Why It Makes Sense to Work With NAF
The Right Model
Multiple partnership models fit the unique needs of almost all partners. We can mitigate the risk associated with being in the mortgage business and minimize the capital-intensive nature typically required while producing a long-term reoccurring revenue stream and providing far greater control over the mortgage process.
Personalized Loans
As a private company, we remain nimble and can adjust to market conditions without consulting shareholders or investors. This enables us to offer all the traditional loan products and a suite of unique programs specially designed for today’s homebuyers and homeowners.
Unique Benefits
State-of-the-art technology creates a smooth process for borrowers, real estate agents, loan officers, and operations staff.
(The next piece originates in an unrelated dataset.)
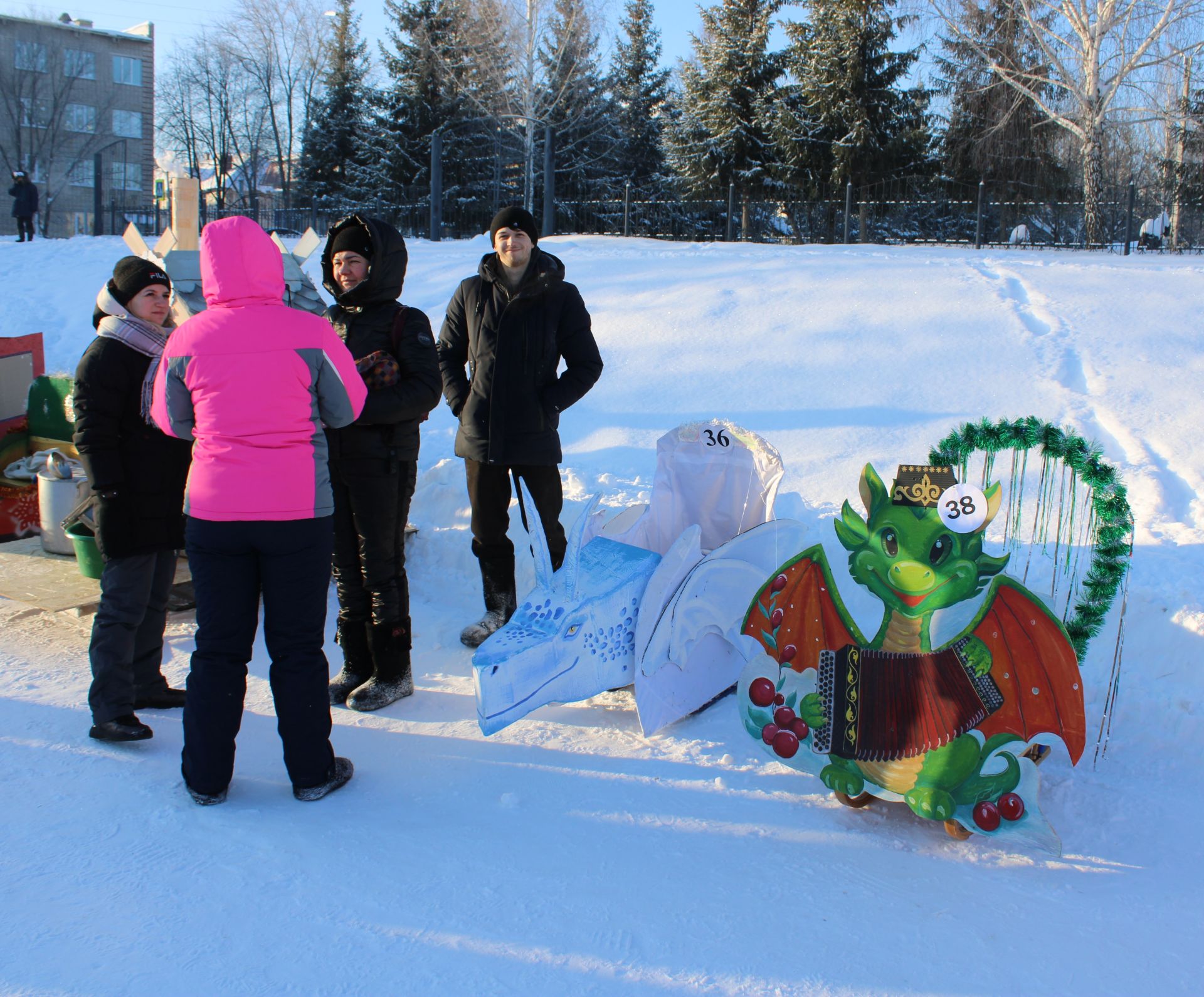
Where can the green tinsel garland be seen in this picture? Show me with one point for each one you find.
(1113, 517)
We offer unique programs that cater to the needs of diverse buyers, including a nationwide cash buyer program, a lead source system, and a deep product menu with the full ability to broker loans.
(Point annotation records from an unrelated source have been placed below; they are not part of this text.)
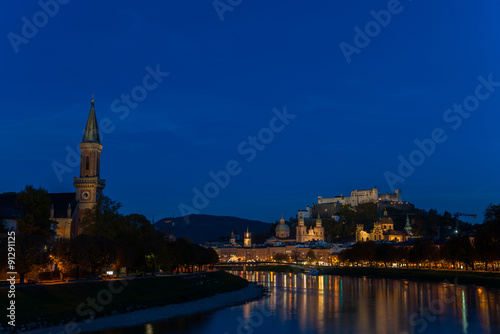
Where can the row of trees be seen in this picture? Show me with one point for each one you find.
(108, 239)
(459, 250)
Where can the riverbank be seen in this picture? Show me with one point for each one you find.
(486, 279)
(75, 305)
(137, 318)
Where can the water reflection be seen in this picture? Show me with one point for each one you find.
(300, 303)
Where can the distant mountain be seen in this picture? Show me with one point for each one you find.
(202, 228)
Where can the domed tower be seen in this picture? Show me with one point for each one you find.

There are four different models to discuss.
As the basis of this, each joint venture is set up to where NAF goes into a mortgage business agreement with a company or even with several different companies/groups, and the net profits are distributed in a Respa-compliant manner based on the percentage of ownership. These can be with several different types of businesses, such as real estate brokerages, residential new home builders, regional banks, and credit unions, as well as a large organization with a significant number of customers/members that mortgage services can be sold to.
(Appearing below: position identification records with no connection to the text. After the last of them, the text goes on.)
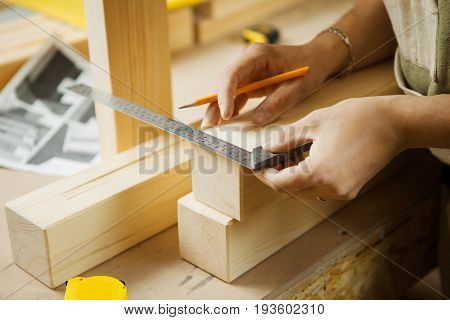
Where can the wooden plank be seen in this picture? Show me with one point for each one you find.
(74, 224)
(235, 191)
(129, 50)
(227, 248)
(390, 228)
(181, 29)
(210, 29)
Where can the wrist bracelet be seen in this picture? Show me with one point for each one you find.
(346, 40)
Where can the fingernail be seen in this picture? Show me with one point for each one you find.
(268, 143)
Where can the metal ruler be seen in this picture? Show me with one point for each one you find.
(254, 160)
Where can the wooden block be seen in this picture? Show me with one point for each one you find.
(129, 50)
(76, 223)
(181, 29)
(209, 29)
(227, 248)
(234, 190)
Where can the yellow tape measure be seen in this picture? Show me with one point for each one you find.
(95, 288)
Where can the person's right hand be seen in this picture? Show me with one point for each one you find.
(261, 61)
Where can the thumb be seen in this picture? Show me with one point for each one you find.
(290, 138)
(282, 98)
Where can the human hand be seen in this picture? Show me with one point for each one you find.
(352, 141)
(261, 61)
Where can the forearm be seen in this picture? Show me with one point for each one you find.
(422, 121)
(370, 32)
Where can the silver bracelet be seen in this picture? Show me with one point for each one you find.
(346, 40)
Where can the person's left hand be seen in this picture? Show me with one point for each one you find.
(352, 141)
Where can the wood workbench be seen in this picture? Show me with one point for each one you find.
(313, 266)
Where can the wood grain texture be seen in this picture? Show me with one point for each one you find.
(129, 51)
(227, 248)
(181, 29)
(242, 15)
(76, 223)
(234, 190)
(166, 276)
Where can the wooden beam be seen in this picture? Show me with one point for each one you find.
(240, 16)
(227, 248)
(343, 266)
(129, 51)
(235, 191)
(181, 29)
(76, 223)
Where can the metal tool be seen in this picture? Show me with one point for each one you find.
(254, 160)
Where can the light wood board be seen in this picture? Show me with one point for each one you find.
(227, 248)
(129, 53)
(336, 264)
(76, 223)
(234, 190)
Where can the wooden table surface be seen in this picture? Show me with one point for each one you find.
(153, 268)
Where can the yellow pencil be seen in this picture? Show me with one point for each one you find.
(254, 86)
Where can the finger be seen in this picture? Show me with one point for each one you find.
(281, 99)
(239, 103)
(292, 179)
(247, 69)
(293, 136)
(212, 116)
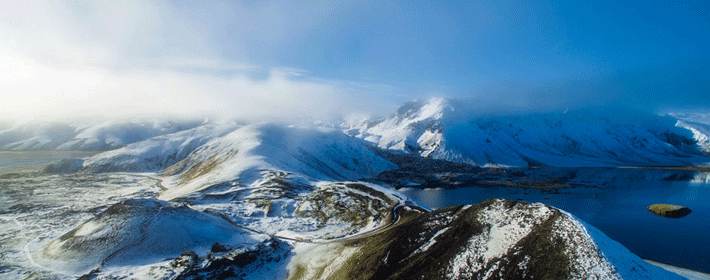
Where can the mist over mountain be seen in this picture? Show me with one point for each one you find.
(453, 131)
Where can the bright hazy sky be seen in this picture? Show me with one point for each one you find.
(78, 58)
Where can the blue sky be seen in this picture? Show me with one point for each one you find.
(264, 58)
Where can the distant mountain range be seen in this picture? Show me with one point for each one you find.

There are four main models to learn about and consider.
Standalone Model, We jointly form a mortgage banking company that we each own 50%. This model is intended to be utilized for prospective partners with a significant scale business, which after analysis, can support the funding of mortgage loans of at least $150 million annually.
The Consortium Model is where NAF creates a standalone mortgage banking company that will sell shares equal to 50% of the company. Not all have the needed scale or capital to justify a standalone JV, so in this model, shares are intended to be for companies that individually have the scale of loan funding a minimum of $50 million annually and aggregate fundings for the combined owners of $300 million annually. The member earns a distribution of profits for the entire company based on the percentage of shares owned. This model is currently popular in the Title business.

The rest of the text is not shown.